Então, mas o ministro não meteu aquela do “só entra um se saírem dois”? Meteu. Isso foi feito já dezenas de vezes no passado e não funcionou porque, como dissemos acima, a quantidade de trabalho não se mede em tempo ou em esforço. O ministro até pode achar, e bem, que assim nós pagamos menos. Isto é, damos menos “trabalho” aos fornecedores. Mas se os fornecedores nos derem, em troca, ainda menos “trabalho”, então o défice não desce, vai subir. A solução é, pelo mesmo “trabalho” dos fornecedores do Estado, nós darmos menos do nosso. Isso será o que faz descer o(s) défice(s). Como o governo se inaugurou a fazer exatamente o contrário, agora terá que o fazer em dobro. E como penso que os únicos fornecedores do Estado que sobram são os funcionários públicos, a única medida possível é cortar os salários. Se o Tribunal Constitucional não deixa, então que se juntem os políticos necessários para que passe a deixar.
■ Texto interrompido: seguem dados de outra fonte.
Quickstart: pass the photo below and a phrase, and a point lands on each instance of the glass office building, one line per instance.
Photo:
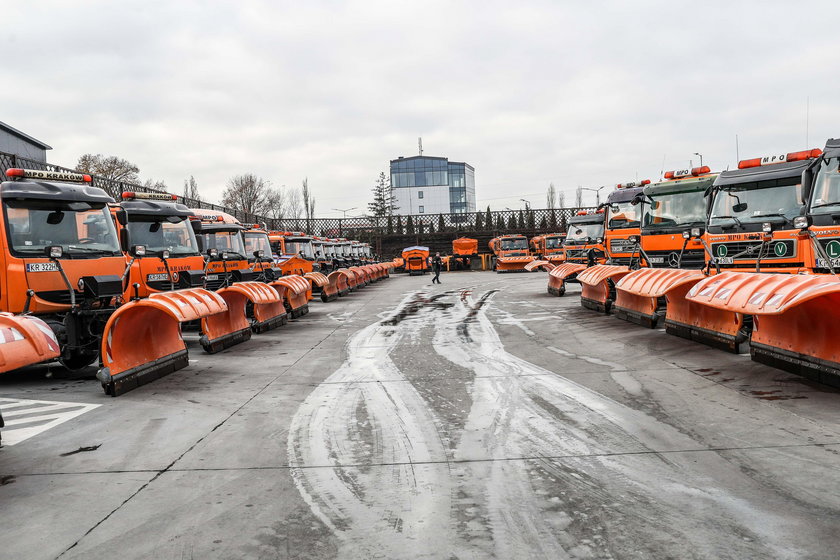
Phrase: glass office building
(433, 185)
Estará o leitor a pensar que isto não vai acontecer nunca. Bem, também nunca ninguém disse que o Estado português seria eterno e, em boa verdade, tudo o que se passa é escolha nossa. Como não podemos pagar para sempre, ficamos a saber que, pelo menos, esta coisa dos planos não se vai repetir muitas vezes. Não enquanto República Portuguesa, pelo menos…

(*) Como será óbvio, isto não saiu da minha cabeça enquanto escrevia isto. Há anos e anos de investigação e estudo de muita gente, a maior parte deles economistas, em torno deste tema que me esforcei para resumir num par de parágrafos.